Buna göre amaç, ekonomiden sorumlu bakan tarafından da açıkça itiraf edilen “global kriz dalgası”ndan kaçamayan ve özellikle yılın ikinci çeyreğinde yerine sayan ekonominin kırılgan durumunu örtbas etmek. 2002’nin ilk çeyreğinden bu yana en düşük büyümede kalan Türk ekonomisinin ABD’de başlayan ve bütün dünyayı saran global kredi krizinden etkilenmesini kamuoyunun gözünden kaçırmak…
DEMOKRATİKLEŞME,
POLEMİKLERE FEDA EDİLİYOR
Bir diğer iddia, salvoların hedefinin, “Dişli hadisesi”yle başlayan ve “Deniz Feneri”yle kızışan “yolsuzluklar savaşı”nın ucunun siyasî iktidara bulaşmasını daha baştan savmak.

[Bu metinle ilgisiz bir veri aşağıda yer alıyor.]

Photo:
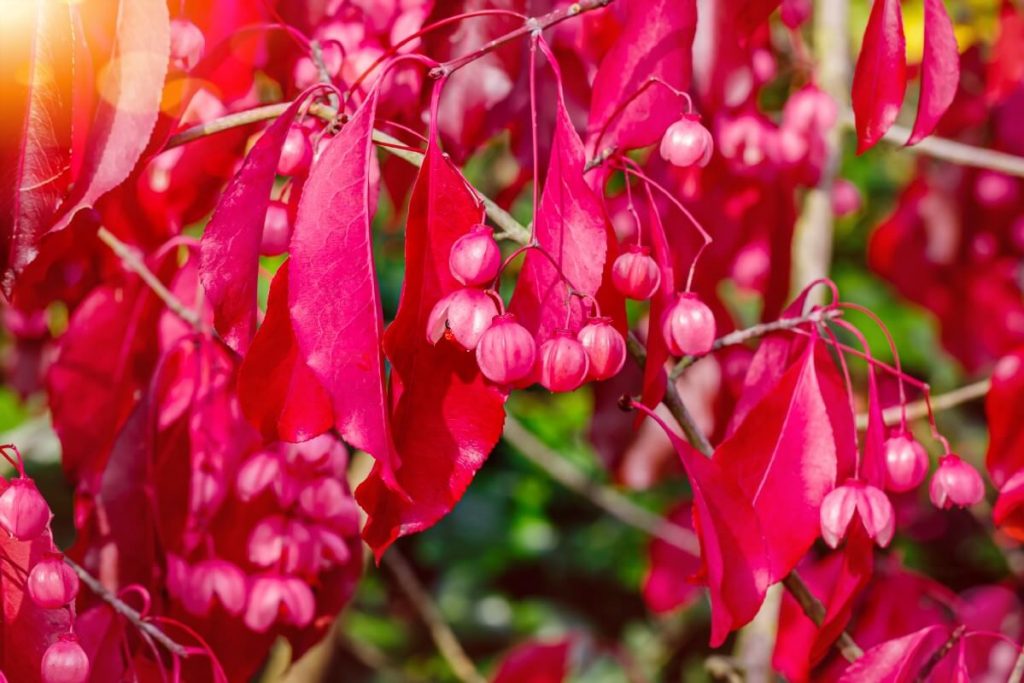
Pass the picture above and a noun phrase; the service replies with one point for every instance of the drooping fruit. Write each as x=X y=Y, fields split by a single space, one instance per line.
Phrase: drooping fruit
x=635 y=273
x=475 y=257
x=688 y=326
x=605 y=347
x=463 y=315
x=563 y=363
x=507 y=351
x=686 y=142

Yargı konusu maddî yardımın iktidar partisine aktarılması soruşturmasına mâruz kalınmasıyla yeniden “kapatma davası”na muhatap olunmasının ve bu yüzden “temelli kapatma yaptırımı ile karşı karşıya kalmanın önünü almak…
Başsavcının bu kez Almanya’daki Deniz Feneri Derneğinin topladığı yardım paralarıyla AKP’nin finanse edildiği iddialarını incelemeye aldığı ve bu sebeple partinin anayasanın 69. maddesine göre yeniden kapatma davasıyla karşı karşıya kaldığı söylentileri, bu açıdan dikkate değer…
Bütün bunlar şimdilik spekülasyonun ötesine geçmiyor. Lâkin gerçek olan şu ki tırmandırılan tartışmalar siyaseti germekle kalmıyor; öncelikle AB müktesebatının edinilmesine dair uyum yasalarının düzeltilmesi ve mevzuat değişikli için uzlaşma arayışlarını tıkıyor. Demokratikleşme polemiklere feda ediliyor… Gelinen noktada, hâlâ “yeni anayasa”da ısrar eden ve partiler arası uzlaşma arayışını sürdüren Meclis Başkanı Toptan’ın Meclis’te grubu bulunan partilerden kurmak istediği “uzlaşma komisyonu”na CHP’nin yanısıra AKP’nin de isim vermemesi, iktidar partisinin bunu da savsakladığı intibâını verdiriyor.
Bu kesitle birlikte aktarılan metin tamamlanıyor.